On y est parvenus tant bien que mal aux vacances de Pâques… Y avait un tirage terrible… sur le fricot… sur les bougies… sur le chauffage… Pendant les dernières semaines, les mômes, les cinq qui restaient, ils écoutaient plus personne… Ils se conduisaient à leur guise… Le vieux, il faisait même plus la classe… Il restait chez lui tout à fait… ou bien, il partait tout seul, sur son tricycle… en longues excursions…
La nouvelle bonne est arrivée… Elle a pas tenu seulement huit jours… Les mômes étaient plus possibles, ils devenaient intolérables, ils chamboulaient toute la cuisine… Une femme de ménage a remplacé la bonniche, mais seulement pour les matinées. Nora l’aidait à faire les chambres, et puis aussi la vaisselle… Pour ça elle mettait des gants… Elle se protégeait ses beaux cheveux avec un mouchoir brodé, elle s’en faisait comme un turban…
L’après-midi, je promenais l’idiot, je m’en chargeais tout seul. Elle pouvait plus venir Nora, elle avait la cuisine à faire… Elle nous disait pas où aller… C’était moi seul qui commandais… On prenait le temps qu’il fallait… On est repassés par toutes les rues, par tous les quais, tous les trottoirs. Je regardais un peu partout pour la môme Graillon, j’aurais voulu la rencontrer.
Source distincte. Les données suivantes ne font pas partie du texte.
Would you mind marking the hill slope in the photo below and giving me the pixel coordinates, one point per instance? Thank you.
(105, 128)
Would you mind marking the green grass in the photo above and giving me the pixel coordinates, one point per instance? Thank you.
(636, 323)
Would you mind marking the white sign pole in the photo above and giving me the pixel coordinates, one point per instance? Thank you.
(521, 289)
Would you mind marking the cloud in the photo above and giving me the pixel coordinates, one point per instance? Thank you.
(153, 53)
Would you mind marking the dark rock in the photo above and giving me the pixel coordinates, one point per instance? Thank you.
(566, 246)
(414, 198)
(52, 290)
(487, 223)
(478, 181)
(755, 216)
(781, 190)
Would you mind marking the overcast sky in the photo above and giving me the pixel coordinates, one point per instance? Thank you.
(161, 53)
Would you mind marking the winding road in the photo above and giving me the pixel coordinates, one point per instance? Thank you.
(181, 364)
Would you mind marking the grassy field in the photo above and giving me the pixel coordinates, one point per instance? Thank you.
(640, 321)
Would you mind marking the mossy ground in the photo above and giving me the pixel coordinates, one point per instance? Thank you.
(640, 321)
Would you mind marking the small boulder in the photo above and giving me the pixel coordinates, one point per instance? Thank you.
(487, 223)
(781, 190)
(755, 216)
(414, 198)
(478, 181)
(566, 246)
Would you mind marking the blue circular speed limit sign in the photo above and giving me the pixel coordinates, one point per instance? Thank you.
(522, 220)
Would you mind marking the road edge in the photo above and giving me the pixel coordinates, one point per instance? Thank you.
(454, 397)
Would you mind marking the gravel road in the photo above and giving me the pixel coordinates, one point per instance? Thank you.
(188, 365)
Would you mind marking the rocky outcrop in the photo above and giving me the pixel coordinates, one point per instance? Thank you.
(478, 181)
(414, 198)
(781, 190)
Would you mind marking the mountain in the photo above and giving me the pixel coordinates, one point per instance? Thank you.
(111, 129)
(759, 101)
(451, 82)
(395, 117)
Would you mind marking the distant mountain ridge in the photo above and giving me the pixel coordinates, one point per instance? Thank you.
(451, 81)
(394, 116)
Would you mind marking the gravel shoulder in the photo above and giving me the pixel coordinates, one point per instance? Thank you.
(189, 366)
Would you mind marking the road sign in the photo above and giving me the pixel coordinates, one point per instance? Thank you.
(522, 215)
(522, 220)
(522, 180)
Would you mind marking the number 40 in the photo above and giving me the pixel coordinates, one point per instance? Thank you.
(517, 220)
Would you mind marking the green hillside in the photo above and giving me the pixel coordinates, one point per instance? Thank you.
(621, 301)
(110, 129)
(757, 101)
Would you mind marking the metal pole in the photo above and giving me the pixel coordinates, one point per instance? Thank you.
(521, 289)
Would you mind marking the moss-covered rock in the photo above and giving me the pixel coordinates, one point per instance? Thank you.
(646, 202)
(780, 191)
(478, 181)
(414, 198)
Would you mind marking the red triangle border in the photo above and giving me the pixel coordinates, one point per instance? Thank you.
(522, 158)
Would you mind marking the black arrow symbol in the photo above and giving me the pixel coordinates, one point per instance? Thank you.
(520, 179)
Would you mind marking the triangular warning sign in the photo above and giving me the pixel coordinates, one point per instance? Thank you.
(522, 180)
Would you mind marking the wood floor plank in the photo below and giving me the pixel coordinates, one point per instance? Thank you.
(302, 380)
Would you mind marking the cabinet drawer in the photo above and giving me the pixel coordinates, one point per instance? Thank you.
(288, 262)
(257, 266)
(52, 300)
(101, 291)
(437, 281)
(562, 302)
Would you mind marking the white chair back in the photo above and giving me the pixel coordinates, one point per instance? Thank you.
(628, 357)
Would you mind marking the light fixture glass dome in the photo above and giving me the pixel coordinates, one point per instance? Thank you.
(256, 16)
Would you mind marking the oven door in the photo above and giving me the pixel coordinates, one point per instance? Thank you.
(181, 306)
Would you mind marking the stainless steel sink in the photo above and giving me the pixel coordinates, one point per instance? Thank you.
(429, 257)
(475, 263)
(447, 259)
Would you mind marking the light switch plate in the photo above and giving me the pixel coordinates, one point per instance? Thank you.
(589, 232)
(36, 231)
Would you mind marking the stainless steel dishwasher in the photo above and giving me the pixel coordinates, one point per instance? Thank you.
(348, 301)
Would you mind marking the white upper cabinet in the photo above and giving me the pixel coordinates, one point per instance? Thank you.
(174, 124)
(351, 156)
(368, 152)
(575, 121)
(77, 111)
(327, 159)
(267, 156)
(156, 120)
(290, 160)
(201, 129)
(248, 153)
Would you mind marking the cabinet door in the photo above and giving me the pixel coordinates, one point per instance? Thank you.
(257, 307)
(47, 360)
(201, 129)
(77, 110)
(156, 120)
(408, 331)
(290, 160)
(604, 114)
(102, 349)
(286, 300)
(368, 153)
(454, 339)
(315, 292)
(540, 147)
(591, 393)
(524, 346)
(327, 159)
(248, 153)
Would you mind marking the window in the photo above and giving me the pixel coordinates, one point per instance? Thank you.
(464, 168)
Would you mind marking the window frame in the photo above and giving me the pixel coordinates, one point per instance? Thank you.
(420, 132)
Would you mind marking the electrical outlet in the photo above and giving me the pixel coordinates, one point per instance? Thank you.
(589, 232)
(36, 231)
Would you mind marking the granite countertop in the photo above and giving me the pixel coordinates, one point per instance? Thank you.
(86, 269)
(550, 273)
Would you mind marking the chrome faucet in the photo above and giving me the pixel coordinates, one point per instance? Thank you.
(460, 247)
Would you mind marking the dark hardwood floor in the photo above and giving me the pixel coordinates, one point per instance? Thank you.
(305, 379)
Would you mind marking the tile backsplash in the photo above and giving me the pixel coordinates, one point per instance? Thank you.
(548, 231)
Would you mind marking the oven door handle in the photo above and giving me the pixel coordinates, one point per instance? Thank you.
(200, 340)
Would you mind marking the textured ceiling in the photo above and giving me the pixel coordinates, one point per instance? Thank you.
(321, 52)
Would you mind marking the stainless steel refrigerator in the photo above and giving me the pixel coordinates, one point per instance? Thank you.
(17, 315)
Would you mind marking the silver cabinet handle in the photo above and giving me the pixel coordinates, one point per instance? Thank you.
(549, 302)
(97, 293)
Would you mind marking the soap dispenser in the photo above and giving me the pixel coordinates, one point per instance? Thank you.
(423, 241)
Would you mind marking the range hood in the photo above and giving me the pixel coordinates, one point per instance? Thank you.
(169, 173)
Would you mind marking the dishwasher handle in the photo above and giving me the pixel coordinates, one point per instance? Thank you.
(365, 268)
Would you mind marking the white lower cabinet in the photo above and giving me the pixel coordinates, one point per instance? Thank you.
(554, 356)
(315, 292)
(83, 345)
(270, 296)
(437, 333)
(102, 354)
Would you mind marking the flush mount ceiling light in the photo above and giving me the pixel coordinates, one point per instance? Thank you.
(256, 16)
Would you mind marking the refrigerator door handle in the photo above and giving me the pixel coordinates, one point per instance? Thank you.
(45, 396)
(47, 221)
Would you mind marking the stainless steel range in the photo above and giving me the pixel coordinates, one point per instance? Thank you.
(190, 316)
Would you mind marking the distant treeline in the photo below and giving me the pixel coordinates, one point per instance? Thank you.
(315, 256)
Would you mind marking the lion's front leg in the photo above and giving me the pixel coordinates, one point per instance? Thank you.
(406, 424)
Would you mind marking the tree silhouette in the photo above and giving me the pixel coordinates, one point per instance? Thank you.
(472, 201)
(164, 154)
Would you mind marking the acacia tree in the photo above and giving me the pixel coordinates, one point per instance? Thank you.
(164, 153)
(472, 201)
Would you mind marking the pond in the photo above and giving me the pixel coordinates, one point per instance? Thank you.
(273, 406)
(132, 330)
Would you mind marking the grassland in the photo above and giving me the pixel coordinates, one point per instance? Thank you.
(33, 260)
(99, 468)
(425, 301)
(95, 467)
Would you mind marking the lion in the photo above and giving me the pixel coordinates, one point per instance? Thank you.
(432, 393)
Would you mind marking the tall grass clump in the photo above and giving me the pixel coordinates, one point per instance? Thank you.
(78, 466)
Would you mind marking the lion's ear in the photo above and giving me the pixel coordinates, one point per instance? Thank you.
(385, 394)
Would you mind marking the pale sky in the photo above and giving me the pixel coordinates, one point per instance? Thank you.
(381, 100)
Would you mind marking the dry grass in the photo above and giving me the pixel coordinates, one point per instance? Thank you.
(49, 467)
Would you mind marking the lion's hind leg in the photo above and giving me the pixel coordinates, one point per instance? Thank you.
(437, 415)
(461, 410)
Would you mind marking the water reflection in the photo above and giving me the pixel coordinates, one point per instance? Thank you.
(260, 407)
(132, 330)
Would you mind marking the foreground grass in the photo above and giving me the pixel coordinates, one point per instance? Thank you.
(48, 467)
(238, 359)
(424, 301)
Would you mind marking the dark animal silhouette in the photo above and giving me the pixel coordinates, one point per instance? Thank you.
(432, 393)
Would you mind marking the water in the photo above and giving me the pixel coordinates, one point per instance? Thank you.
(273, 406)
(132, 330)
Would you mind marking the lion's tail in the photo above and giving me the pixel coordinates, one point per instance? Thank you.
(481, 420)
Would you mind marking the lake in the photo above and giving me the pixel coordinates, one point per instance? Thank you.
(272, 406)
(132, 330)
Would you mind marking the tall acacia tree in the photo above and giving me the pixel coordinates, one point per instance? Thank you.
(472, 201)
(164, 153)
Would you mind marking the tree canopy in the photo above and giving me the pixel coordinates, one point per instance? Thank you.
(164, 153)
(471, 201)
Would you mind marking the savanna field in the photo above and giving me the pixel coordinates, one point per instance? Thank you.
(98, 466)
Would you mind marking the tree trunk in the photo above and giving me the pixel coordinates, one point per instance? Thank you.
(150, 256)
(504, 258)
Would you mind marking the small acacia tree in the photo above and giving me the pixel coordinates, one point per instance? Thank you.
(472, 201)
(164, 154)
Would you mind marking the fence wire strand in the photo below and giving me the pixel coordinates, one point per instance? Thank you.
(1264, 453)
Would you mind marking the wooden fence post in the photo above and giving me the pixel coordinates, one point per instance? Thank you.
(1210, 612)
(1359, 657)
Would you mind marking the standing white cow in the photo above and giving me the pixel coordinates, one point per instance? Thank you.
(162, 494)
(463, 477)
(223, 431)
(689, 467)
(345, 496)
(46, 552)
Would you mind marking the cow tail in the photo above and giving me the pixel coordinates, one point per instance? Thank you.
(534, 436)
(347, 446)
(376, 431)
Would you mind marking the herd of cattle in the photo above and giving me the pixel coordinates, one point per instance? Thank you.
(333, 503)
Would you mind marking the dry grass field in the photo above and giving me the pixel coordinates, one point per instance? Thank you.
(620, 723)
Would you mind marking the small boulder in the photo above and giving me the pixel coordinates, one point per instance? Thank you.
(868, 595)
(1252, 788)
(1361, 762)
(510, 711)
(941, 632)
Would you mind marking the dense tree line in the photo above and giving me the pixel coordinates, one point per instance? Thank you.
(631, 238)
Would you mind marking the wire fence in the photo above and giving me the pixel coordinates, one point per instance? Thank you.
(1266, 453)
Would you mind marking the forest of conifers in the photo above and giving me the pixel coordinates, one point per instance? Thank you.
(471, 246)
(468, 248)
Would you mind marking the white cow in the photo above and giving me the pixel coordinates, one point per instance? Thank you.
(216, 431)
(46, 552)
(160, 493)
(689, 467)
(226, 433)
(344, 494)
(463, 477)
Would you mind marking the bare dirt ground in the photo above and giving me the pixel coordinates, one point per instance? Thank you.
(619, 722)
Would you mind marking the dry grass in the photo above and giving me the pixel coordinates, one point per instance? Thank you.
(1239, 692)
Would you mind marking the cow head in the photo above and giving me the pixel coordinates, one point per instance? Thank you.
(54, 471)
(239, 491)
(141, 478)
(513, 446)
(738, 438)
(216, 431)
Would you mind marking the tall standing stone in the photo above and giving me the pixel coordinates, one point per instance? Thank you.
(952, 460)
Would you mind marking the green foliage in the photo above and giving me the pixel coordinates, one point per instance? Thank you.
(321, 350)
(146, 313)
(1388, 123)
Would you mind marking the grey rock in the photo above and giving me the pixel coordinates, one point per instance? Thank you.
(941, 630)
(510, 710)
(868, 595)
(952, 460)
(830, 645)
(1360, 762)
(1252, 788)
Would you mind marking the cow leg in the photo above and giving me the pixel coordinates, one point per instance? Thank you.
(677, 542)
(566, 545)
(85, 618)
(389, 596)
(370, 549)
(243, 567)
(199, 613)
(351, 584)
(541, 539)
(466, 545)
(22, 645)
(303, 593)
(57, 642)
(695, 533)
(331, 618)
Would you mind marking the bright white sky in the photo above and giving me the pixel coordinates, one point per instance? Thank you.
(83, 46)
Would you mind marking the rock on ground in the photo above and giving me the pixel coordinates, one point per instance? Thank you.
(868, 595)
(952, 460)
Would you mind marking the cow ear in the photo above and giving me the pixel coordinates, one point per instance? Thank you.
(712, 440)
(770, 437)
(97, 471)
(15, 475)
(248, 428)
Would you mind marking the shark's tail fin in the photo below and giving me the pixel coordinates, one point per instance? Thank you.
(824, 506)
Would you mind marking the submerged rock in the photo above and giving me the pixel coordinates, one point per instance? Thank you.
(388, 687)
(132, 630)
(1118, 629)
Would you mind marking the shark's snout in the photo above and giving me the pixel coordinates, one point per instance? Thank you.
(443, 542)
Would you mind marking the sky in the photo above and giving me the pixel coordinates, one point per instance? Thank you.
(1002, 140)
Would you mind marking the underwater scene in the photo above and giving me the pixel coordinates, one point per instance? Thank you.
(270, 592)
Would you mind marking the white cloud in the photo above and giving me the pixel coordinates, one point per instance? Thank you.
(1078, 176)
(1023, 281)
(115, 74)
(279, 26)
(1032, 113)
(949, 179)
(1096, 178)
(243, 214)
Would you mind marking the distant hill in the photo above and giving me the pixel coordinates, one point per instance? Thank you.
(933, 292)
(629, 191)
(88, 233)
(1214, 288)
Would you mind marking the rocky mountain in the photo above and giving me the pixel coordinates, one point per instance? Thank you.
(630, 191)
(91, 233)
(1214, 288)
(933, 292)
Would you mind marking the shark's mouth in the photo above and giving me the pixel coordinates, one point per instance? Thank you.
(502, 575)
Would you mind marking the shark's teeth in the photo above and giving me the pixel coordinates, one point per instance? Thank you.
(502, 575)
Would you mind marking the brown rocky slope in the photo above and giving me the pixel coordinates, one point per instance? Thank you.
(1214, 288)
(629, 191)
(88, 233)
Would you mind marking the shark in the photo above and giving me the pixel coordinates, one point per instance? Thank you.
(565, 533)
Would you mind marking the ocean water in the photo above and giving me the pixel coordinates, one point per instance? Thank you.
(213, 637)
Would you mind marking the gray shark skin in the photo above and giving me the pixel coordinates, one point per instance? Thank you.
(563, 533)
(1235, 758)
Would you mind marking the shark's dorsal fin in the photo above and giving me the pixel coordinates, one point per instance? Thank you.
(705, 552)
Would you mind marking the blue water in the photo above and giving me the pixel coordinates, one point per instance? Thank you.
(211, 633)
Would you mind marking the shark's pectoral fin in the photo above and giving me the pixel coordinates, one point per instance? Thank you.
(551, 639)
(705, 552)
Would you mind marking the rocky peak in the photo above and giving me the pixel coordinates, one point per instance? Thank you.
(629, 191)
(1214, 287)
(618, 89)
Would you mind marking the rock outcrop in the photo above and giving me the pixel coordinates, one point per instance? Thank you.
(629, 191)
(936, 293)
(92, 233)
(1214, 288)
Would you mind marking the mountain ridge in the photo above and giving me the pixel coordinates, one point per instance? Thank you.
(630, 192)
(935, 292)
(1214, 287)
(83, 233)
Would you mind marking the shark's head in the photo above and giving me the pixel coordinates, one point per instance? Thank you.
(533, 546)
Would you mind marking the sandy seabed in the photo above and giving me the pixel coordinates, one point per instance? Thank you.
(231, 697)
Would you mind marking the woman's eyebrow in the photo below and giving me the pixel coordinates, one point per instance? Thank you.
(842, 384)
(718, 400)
Elle y était plus en ville, nulle part, avec sa bagnole… Ni sur le port, ni au marché… ni autour des nouvelles casernes… Bien…
Y avait des heures douces en promenade. Jonkind il était plutôt sage… Seulement fallait pas l’exciter… Il était plus tenable par exemple dès qu’on croisait les militaires, les fanfares, les fortes musiques… Y en avait des quantités autour de Chatham… et de la « flotte » aussi… Quand ils revenaient de l’exercice, ils soufflaient des airs cascadeurs, des conquérants rigodons. Jonkind, ça lui retournait les moelles… Il fonçait dans le tas comme un dard… Il pouvait pas supporter… Ça lui faisait l’effet du football… Il s’emportait dans les flonflons !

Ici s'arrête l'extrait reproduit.